FTI looks to block import of used buses, trucks

Vehicles blamed for accidents, pollution

Khanchit Chaisupho (left) and Surapong Paisitpattanapong, spokesman for the auto sector, discuss their proposal at a press conference Monday.
Khanchit Chaisupho (left) and Surapong Paisitpattanapong, spokesman for the auto sector, discuss their proposal at a press conference Monday.

The Federation of Thai Industries (FTI) is calling for the government to prohibit importing used buses and trucks to be registered here to support local assembly sites and to expand the parts supply chain.

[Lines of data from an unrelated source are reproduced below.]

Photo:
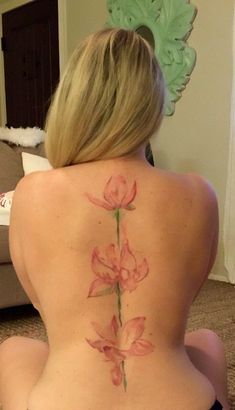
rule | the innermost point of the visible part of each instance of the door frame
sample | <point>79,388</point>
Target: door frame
<point>63,48</point>
<point>229,218</point>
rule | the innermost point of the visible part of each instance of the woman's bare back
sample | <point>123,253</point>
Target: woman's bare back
<point>114,252</point>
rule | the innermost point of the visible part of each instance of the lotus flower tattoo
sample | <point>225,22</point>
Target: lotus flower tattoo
<point>117,270</point>
<point>116,195</point>
<point>116,267</point>
<point>120,343</point>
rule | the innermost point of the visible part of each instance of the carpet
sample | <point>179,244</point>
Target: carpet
<point>214,309</point>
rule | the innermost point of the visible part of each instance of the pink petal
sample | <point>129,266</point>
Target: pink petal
<point>129,197</point>
<point>114,355</point>
<point>132,331</point>
<point>128,260</point>
<point>98,344</point>
<point>99,202</point>
<point>127,282</point>
<point>99,288</point>
<point>116,375</point>
<point>140,348</point>
<point>115,191</point>
<point>109,332</point>
<point>102,269</point>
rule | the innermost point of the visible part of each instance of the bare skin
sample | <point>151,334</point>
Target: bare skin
<point>54,228</point>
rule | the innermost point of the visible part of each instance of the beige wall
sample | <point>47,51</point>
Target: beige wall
<point>196,138</point>
<point>5,5</point>
<point>84,17</point>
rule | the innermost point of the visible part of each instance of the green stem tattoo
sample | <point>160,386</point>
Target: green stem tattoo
<point>118,291</point>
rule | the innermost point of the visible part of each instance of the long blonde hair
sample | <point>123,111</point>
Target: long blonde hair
<point>109,101</point>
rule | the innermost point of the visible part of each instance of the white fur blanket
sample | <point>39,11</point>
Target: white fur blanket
<point>26,137</point>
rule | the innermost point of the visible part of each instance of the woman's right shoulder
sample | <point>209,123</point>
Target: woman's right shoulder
<point>190,185</point>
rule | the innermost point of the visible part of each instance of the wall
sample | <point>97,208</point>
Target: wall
<point>5,5</point>
<point>84,17</point>
<point>196,137</point>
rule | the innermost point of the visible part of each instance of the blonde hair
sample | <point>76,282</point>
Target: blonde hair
<point>108,102</point>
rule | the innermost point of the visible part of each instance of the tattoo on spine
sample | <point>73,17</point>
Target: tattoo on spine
<point>117,270</point>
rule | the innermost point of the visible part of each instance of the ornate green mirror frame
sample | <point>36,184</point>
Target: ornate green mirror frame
<point>166,25</point>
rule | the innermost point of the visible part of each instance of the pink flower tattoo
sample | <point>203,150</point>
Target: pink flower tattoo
<point>116,267</point>
<point>116,195</point>
<point>120,343</point>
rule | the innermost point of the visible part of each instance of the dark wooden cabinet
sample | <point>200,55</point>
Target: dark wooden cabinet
<point>31,61</point>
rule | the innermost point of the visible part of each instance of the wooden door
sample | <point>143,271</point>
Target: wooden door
<point>31,61</point>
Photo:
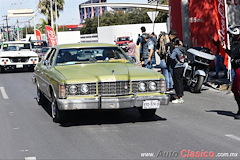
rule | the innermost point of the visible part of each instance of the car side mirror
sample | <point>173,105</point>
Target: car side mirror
<point>46,63</point>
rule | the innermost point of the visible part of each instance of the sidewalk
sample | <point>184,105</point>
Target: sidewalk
<point>221,84</point>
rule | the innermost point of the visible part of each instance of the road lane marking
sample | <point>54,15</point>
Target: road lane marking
<point>4,94</point>
<point>233,137</point>
<point>30,158</point>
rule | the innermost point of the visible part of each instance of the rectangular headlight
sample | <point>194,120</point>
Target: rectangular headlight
<point>62,91</point>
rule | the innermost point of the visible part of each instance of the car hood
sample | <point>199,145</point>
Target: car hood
<point>18,54</point>
<point>105,72</point>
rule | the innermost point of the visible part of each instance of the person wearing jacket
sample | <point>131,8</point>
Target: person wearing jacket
<point>234,53</point>
<point>177,63</point>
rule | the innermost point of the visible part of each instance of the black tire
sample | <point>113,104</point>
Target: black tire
<point>147,113</point>
<point>197,86</point>
<point>57,115</point>
<point>41,99</point>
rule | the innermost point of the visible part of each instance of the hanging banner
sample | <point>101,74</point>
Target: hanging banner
<point>52,40</point>
<point>221,26</point>
<point>38,34</point>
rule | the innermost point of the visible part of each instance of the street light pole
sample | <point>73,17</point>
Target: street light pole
<point>56,20</point>
<point>6,18</point>
<point>51,7</point>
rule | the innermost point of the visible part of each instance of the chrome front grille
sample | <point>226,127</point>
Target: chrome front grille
<point>92,89</point>
<point>114,88</point>
<point>160,86</point>
<point>19,59</point>
<point>117,88</point>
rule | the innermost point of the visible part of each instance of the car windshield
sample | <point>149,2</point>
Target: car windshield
<point>83,55</point>
<point>16,46</point>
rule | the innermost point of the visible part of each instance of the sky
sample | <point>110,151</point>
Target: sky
<point>70,14</point>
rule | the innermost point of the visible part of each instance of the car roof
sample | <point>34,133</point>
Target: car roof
<point>83,45</point>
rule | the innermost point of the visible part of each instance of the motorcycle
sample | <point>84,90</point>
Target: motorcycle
<point>197,67</point>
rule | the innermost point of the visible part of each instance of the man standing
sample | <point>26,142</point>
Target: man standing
<point>148,54</point>
<point>234,53</point>
<point>131,48</point>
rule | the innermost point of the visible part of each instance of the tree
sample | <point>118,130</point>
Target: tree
<point>44,7</point>
<point>41,26</point>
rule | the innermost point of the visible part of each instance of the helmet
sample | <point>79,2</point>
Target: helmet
<point>234,30</point>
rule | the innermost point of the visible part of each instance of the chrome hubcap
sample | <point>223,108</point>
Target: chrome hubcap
<point>53,109</point>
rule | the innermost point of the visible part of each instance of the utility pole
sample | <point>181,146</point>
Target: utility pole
<point>6,18</point>
<point>56,11</point>
<point>51,7</point>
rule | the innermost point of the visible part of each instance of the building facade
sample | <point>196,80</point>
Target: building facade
<point>91,12</point>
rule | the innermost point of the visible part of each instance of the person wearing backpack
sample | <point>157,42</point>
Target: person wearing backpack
<point>162,53</point>
<point>148,49</point>
<point>177,64</point>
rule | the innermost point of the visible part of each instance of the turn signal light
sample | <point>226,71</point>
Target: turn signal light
<point>62,91</point>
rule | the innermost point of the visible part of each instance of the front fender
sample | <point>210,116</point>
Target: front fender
<point>200,72</point>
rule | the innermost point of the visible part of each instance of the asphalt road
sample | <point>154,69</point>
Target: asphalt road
<point>202,126</point>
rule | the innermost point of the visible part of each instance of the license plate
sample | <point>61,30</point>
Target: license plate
<point>19,66</point>
<point>151,104</point>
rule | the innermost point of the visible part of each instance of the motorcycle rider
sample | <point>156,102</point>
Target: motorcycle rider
<point>234,53</point>
<point>177,63</point>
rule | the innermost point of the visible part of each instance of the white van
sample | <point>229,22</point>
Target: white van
<point>17,55</point>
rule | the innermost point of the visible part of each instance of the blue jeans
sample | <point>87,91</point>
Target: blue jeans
<point>167,74</point>
<point>149,64</point>
<point>219,59</point>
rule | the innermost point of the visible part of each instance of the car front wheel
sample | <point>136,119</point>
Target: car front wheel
<point>57,115</point>
<point>147,113</point>
<point>41,99</point>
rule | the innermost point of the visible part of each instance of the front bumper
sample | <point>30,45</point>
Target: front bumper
<point>18,66</point>
<point>108,102</point>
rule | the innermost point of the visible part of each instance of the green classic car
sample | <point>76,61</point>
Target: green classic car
<point>96,76</point>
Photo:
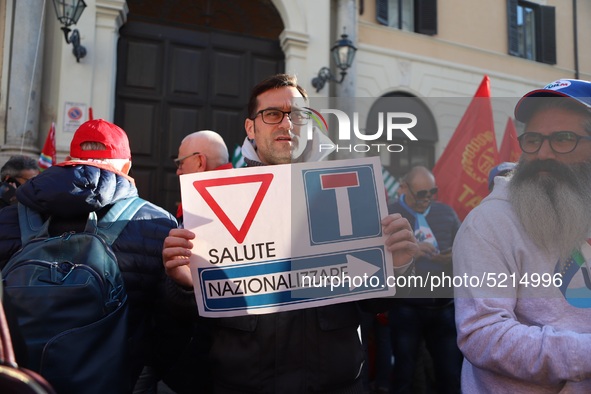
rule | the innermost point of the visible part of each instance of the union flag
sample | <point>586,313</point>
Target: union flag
<point>462,170</point>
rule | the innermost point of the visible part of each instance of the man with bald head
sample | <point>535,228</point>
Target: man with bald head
<point>201,151</point>
<point>426,315</point>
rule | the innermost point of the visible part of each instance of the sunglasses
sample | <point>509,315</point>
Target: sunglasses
<point>560,141</point>
<point>423,194</point>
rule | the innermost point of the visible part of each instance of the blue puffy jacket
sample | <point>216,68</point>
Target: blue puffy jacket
<point>70,193</point>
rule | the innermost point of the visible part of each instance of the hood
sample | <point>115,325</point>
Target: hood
<point>74,190</point>
<point>311,153</point>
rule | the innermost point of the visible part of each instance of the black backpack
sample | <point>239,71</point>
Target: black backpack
<point>66,301</point>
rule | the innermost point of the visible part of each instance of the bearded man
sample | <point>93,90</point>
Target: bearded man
<point>523,314</point>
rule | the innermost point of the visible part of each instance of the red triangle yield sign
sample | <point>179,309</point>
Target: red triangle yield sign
<point>238,234</point>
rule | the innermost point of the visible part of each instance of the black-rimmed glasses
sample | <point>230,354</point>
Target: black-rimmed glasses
<point>178,162</point>
<point>560,141</point>
<point>423,194</point>
<point>275,116</point>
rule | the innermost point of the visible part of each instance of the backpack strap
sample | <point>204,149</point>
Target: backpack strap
<point>110,226</point>
<point>31,224</point>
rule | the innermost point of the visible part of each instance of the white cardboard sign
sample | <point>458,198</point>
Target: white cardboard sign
<point>287,237</point>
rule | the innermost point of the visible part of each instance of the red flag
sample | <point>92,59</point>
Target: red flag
<point>510,150</point>
<point>47,157</point>
<point>462,170</point>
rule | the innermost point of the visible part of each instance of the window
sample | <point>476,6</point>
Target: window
<point>532,31</point>
<point>419,16</point>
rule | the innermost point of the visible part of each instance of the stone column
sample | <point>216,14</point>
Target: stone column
<point>26,61</point>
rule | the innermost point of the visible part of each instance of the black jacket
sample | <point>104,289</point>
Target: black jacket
<point>70,193</point>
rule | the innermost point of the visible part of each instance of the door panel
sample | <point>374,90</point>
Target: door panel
<point>172,82</point>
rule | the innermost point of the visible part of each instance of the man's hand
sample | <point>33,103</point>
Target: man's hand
<point>401,241</point>
<point>443,257</point>
<point>175,256</point>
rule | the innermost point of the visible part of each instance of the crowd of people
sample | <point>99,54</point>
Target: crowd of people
<point>529,332</point>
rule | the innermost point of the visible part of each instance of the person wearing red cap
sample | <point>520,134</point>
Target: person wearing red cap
<point>524,315</point>
<point>94,177</point>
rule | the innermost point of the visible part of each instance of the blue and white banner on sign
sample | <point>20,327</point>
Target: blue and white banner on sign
<point>287,237</point>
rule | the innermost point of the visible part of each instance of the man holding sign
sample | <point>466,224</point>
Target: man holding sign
<point>307,350</point>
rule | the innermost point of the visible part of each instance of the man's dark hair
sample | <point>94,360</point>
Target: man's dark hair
<point>16,164</point>
<point>273,82</point>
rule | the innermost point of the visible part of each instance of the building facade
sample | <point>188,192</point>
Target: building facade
<point>164,68</point>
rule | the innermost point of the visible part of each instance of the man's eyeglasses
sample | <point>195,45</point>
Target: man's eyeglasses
<point>178,162</point>
<point>275,116</point>
<point>423,194</point>
<point>560,141</point>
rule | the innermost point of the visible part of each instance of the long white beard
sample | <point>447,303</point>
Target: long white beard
<point>554,208</point>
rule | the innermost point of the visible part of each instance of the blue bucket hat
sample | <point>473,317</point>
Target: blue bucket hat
<point>575,89</point>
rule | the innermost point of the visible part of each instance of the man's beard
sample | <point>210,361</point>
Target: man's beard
<point>553,207</point>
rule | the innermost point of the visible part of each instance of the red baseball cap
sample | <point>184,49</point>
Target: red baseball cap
<point>108,134</point>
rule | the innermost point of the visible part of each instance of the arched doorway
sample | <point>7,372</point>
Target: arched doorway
<point>188,65</point>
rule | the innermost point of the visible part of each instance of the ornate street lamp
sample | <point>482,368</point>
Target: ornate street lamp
<point>68,12</point>
<point>343,53</point>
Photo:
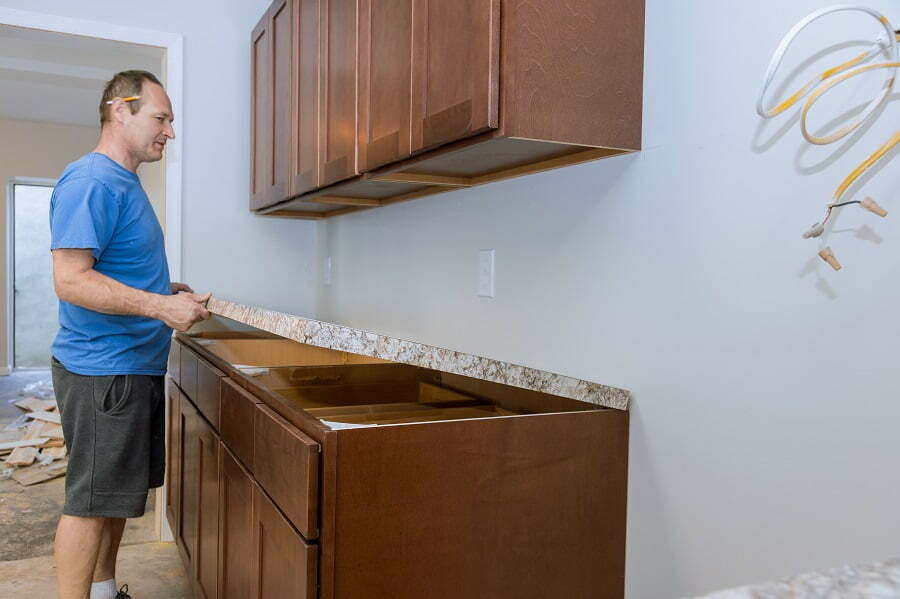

Khanchit Chaisupho, chairman of the FTI's auto industry club, said Thailand's local bus and truck assemblers have been affected by the import of used units for several years now, while many assembly companies are concerned imports could destroy the country's automotive industry.

He said local assemblers have great potential to improve and make Thailand an Asean production hub for buses and trucks because the country's automotive sector has been developing over the last six decades, becoming the leading producer of passenger cars and pickups in Southeast Asia. Thailand is ranked 12th for global car production.

"We want the Thai government to ban the import of used buses and trucks being registered locally, just like it does for imported used cars. Furthermore, related agencies should launch more measures to support local assemblers and attract more local auto parts for these commercial vehicles, [just like] measures which are aimed at serving car makers," said Mr Khanchit.

"The club believes it will solve many problems in this sector, including the high number of road accidents, mainly from used buses and trucks. Thailand can be a hub for [making] these commercial vehicles in Southeast Asia," he said.

Thailand makes 28,000 buses and trucks per year, second in the region after Indonesia, which has capacity of 100,000 units per year. Malaysia is third, said the club.

Mr Khanchit said the club is also concerned about the quality of used buses and trucks, which are neither safe forms of road transport nor meet emission standards.

He said Japan export a large number of used buses and trucks to Thailand because vehicles that are over 12-years-old there are subject to a higher transport tax, enticing operators to buy new ones.

Meanwhile, Mr Khanchit said the club is also monitoring the import of used units from China.

"At present, Japan exports 7,000 used buses and trucks and the club is worried about that volume growing," said Mr Khanchit.

He said the club has urged the government to maintain its 80% import tariff on import cars after independent car importers have called for that duty to be cut to 30%.

Mr Khanchit said if the import duty is cut, it will impact the overall automotive industry, while many car makers will suspend their assembly lines and shift to importing new models instead.

Citing research from Bryan Cave Thailand and Thammasat, he said cutting the import tax could create problems for the country's automotive industry as well as the government, which would lose 40-50 billion baht in tax revenue, based on the 2012 fiscal year, which saw the highest number of imported cars.

During 2010-2012, sales in the grey market were between 10,000-12,000 vehicles from 100 operators.

The club is also calling for the Land Transport Department to tighten regulations for the registration of imported cars from the grey market, saying emission standards should be tested at a laboratory in Thailand.